Perfectionism sounds like a good trait for kids to have. After all, who doesn’t strive for perfection? In reality, though, nobody is perfect, and making our kids believe that they must be so can create a paralyzing fear of failure. Instead, it is much healthier to teach our kids that it’s OK to make mistakes, and that we’ll love them even if they’re not perfect.
If you’ve noticed that your child has developed an unhealthy sense of perfectionism, here’s how you can address it:
Praise efforts, not outcome
If your child tried their hardest and only got a C on their paper, then that’s just as good as receiving an A. Teach your kids that it’s their efforts that matter the most to you, not the outcome. Even if they did get an A, praise them for how hard they worked rather than the grade. That way, if there comes a time where they’re struggling to get higher than a B, they won’t feel disappointed in themselves.
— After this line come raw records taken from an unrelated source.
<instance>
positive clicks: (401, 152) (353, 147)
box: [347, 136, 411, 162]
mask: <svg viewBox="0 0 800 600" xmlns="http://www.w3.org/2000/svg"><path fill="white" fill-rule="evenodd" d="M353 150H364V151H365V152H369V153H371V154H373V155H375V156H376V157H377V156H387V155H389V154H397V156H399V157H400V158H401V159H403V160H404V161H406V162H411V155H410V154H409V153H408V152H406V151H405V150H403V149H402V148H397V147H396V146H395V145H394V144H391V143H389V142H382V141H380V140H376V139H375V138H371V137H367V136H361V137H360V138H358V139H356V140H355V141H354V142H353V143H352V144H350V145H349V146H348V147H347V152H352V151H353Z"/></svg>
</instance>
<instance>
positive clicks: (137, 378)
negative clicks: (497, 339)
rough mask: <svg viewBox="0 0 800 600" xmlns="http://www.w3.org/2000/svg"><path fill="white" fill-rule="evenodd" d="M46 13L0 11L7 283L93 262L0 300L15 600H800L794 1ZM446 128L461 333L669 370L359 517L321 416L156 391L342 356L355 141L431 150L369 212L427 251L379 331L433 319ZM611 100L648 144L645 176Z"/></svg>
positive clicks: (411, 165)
Teach healthy coping skills
When disappointments do happen, teach your child how to deal with that disappointment in a healthy manner. Instead of wallowing in it, or beating themselves up over it, teach them how to accept it and move on. For example, if they did bad on a test, instead of saying to themselves “I’m so stupid, I should have never let this happen!” encourage them to say “I didn’t do as well as I wanted, but that’s OK. I’ll try to do better next time.”
Identify what they can control, and what they can’t control
Perfectionists want everything to be perfect, but there may be some circumstances that are just outside of their control. For instance, if your child is playing on a soccer team, they can’t control what the other team or their own teammates do. They can only control what they do. Teach them that they need to focus on what they can control, not what they can’t.